Immortal is a self-healing engine often deployed at the infrastructure boundary. We take vulnerability reports seriously and will respond within two business days.

Do NOT open a public GitHub issue for security vulnerabilities.

Preferred channel:

1. GitHub Private Vulnerability Reporting. Encrypted, traceable, no public disclosure.

Alternative channel:

2. Email the maintainer directly at nagendhra.madishetti24@gmail.com with subject line prefix [immortal-security].

• A clear description of the issue.
• Affected versions (commit SHA or release tag).
• Steps to reproduce, proof-of-concept code, or a minimal repro repo.
• Potential impact (what an attacker could achieve).
• Any suggested fix or mitigation.

1. Acknowledge within 48 hours.
2. Triage and confirm within 5 business days. We will keep you informed on progress.
3. Fix in a private branch. You will be invited to validate the patch before it lands.
4. Coordinated disclosure. We aim to publish a patch release and a public advisory within 30 days of confirmation. If a CVE is required, we will request one through GitHub.
5. Credit in the advisory and release notes unless you prefer to remain anonymous.

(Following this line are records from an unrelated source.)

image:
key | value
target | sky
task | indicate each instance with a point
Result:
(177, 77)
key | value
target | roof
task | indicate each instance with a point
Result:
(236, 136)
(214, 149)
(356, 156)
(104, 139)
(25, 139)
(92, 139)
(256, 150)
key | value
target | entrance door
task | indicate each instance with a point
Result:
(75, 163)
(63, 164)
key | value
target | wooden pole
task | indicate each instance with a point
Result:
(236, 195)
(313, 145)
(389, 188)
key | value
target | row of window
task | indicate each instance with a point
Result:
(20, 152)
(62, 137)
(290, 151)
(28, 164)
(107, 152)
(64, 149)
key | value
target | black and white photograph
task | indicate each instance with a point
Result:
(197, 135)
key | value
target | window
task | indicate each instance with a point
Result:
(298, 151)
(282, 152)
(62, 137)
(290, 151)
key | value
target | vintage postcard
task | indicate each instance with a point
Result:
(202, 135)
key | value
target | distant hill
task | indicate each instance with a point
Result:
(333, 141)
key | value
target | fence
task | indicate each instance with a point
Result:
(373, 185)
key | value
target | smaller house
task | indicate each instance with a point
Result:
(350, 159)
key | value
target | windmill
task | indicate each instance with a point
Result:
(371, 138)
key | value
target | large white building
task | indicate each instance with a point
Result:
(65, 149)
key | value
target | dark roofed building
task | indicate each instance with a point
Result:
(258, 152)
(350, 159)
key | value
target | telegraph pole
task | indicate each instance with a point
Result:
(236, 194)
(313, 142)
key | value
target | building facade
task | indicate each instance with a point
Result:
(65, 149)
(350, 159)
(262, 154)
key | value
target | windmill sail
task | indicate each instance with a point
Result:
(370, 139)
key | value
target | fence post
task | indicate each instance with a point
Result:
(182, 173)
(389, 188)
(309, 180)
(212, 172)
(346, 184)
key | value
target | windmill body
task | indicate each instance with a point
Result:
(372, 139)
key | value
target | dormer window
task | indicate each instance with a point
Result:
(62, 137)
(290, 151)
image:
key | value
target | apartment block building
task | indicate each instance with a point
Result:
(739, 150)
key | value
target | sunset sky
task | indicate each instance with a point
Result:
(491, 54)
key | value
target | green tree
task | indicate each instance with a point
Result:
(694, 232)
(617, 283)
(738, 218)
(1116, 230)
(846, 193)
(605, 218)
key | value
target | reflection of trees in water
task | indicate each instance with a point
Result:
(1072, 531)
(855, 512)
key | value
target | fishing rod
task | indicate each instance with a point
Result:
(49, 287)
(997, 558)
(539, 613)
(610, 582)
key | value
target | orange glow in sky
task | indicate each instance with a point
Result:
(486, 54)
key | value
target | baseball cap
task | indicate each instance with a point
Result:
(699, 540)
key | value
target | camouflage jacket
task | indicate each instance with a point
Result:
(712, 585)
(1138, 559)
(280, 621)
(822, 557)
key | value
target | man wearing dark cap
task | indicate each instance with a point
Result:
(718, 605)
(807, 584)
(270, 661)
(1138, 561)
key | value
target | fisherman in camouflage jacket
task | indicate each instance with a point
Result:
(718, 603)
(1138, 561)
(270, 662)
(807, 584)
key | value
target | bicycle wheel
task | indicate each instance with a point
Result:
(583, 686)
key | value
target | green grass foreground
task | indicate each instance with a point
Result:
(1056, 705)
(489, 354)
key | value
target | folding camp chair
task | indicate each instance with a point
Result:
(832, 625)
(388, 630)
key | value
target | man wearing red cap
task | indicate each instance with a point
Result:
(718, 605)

In scope: anything inside this repository that ships as part of the Immortal binary, the SDKs under sdk/, and the Pages-hosted landing site.

Out of scope: third-party dependencies (report upstream), theoretical issues without a working exploit, vulnerabilities that require the attacker to already have root on the host.

We will not pursue legal action against good-faith security research that follows this policy. If you are unsure whether your research is in scope, email first.

Starting in v0.7.x, every Immortal container image on GHCR ships with:

1. Keyless Sigstore signature via Fulcio (GitHub OIDC identity, no private key to manage).
2. SLSA level 3 build provenance attestation attached to the image manifest.
3. SPDX SBOM attached to the image manifest.

cosign verify ghcr.io/nagendhra-web/immortal:v0.7.0 \
  --certificate-identity-regexp 'https://github.com/Nagendhra-web/Immortal/\.github/workflows/release\.yml@refs/tags/v.*' \
  --certificate-oidc-issuer https://token.actions.githubusercontent.com

A valid signature confirms the image was built by our release workflow for the tag you expect. Mismatches mean someone tampered with the image or substituted a different one.

cosign download attestation ghcr.io/nagendhra-web/immortal:v0.7.0 \
  --predicate-type https://slsa.dev/provenance/v1

The provenance includes the source commit, workflow run ID, and builder identity. It is signed with the same Fulcio-issued cert.

cosign download sbom ghcr.io/nagendhra-web/immortal:v0.7.0

Returns a SPDX-JSON document listing every Go module and OS package in the image.

Anyone. Keyless signatures do not require a shared secret. The only trust root is Sigstore's public Fulcio CA + the GitHub OIDC issuer. Airgap-friendly verification is also possible if you pin the Sigstore TUF root ahead of time.

These packages ship with the binary and are covered by the policy above:

• WAF (internal/security/firewall). SQLi, XSS, path traversal, command injection.
• RASP (internal/security/rasp). Runtime protection against dangerous operations.
• Rate limiter (internal/security/ratelimit). Per-IP throttling.
• Anti-scrape (internal/security/antiscrape). Bot and scraper detection.
• Secret scanner (internal/security/secrets). Find leaked keys, tokens, passwords.
• Zero-trust auth (internal/security/zerotrust). Service-to-service tokens with expiry.
• Post-quantum audit chain (internal/pqaudit). Hash-chained, Merkle-rooted, signer-pluggable.